- Он… как-то выбрался. И ни полсловечком не обмолвился о каких-то затруднениях…
Дед пожал плечами.
- Бывает, кто-то и выбирается. За то время, что я здесь, многие приходили, и некоторые уходили. Но я так и не понял, как. Не нашел ни единой закономерности. Разве что уйти легче тем, кто только что пришел, - он поглядел на Макса, скривился, подбирая слова, - Представь песчаный пляж во время прилива. Волна выносит на берег мириады песчинок и, не прекращая движения, тут же большинство их забирает обратно в океан. Если уцепишься за эту волну, то есть шанс быть смытым, но если помедлишь или вынесет прибоем дальше других, то так и останешься на веки вечные на берегу.
Деревня эта для остального мира существует лишь в последнюю неделю июля. Во все остальное время вы просто пройдете, проедете или пролетите мимо и ничего не увидите, кроме безлюдного распадка. Но если уж вас занесло сюда, то все, суши весла. Везунчики, что проскакивают, даже не понимают, как им повезло, а потому и в набат не бьют. Подумаешь, побывали в гнилой деревушке у черта на куличках. Даже вспомнить нечего…
У Макса что-то забрезжило, защекоталось внутри, он даже подпрыгнул:
- Дед! Ты говоришь, с отливом уйти можно. Мы, когда только приехали, видели, что речка текла вверх по склону! Быть может, если скараулить ее и по воде…
Степан покачал головой.
- Самый умный, думаешь? Пробовал. Каждый год, пока в силе был. Все то же самое – плывешь по течению, а наверху тебя все равно выбрасывает на противоположный склон – на камни.
Он посмотрел на поникшего Макса, похлопал его по плечу.
- Не отчаивайся. Ты молодой, умный. Впереди долгая жизнь! Быть может, тебе удастся разгадать эту загадку.
- Не на это я мечтал потратить свою жизнь, дед…
- Боюсь, твои мечты здесь не играют никакой роли… Я ведь тоже не так, не здесь, собирался прожить свою жизнь, но пришлось. Я много наблюдал и анализировал. Думаю, что бы тут ни произошло, оно произошло сравнительно недавно. В 1985-ом, когда я тут застрял, уже никого не осталось, кто помнил бы Событие, как не осталось никого, кто помнил бы или слышал о тех, кто застал Его. Но все равно, я думаю, что с тех пор прошло не больше ста пятидесяти лет. Иначе язык и архитектура были бы более архаичными.
Думаю, изначально деревня была большая и занимала весь распадок. По сей день у подножия холмов можно отыскать остатки старых жилищ. То, что скот по-прежнему есть, говорит о том, что когда-то здесь было огромное стадо. Да, он вырождается. Как бы животных ни берегли, все равно без свежей крови они чахнут, и все чаще приходится умертвлять приплод, ибо он непригоден даже в пищу. А вот мелкая живность – кошки, собаки давно пропали. Многие из коренных жителей даже не знают, что это за зверюшки. Думаю, это потому, что их изначально было немного. Редко кто держал больше, чем одного пса и пару кошек. Время суровое было – самим бы прокормиться, да скот прокормить. Лошадь вот последняя осталась. Старая уже, больная. Боюсь, через несколько лет и она лишь в воспоминаниях останется, а вскоре, за неимением письменности, и воспоминания умрут…

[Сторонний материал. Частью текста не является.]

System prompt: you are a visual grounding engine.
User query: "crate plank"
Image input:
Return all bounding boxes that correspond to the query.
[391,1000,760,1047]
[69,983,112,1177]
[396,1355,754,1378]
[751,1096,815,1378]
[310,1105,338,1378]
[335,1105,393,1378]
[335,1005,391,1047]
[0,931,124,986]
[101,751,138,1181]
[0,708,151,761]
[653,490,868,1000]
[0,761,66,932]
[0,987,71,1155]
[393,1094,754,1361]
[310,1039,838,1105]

- Птиц тоже нет…, - задумчиво поглядел Макс на темнеющие лесами склоны. И так ему вдруг захотелось услышать карканье вороны или писк совят… Он уцепился за последние Степановы слова, - Но ведь… И ты, и батюшка умеете писать! Наверняка есть еще такие же приливные, которые могли бы объединиться, научить местных, убедить, что мир не ограничивается этим распадком, всем вместе отыскать выход!
Старик, отмахнувшись, вздохнул.
- Из старых приливных только мы с Батюшкой и шевелимся еще. Остальные умерли. Кто сам решился, а кто от болезней. Здесь ведь если грипп с осложнением подхватил – считай, что все, откукарекался. А самого Батюшку бесполезно тормошить. Помнишь? Здесь он не бегляк-уголовник, а самый уважаемый человек, грамоту знает, покойников в
Макс нехотя кивнул, припомнив удивительные по примитивности вопросы, которые задавали местные потусторонним силам.
- Нет смысла их просвещать или спасать, - старик затушил окурок, - Они, считай, уже мертвы. Все, чего жду – это какой-нибудь страшной болезни, вроде бубонной чумы, которая положит конец этой деревне, упокоит ее, наконец. Но, словно по чьей-то злобной воле, ежегодно сюда приносит свежую кровь. Смысла от нее никакого, изменить что-то она не в силах. Только продлевает страдания этого народа.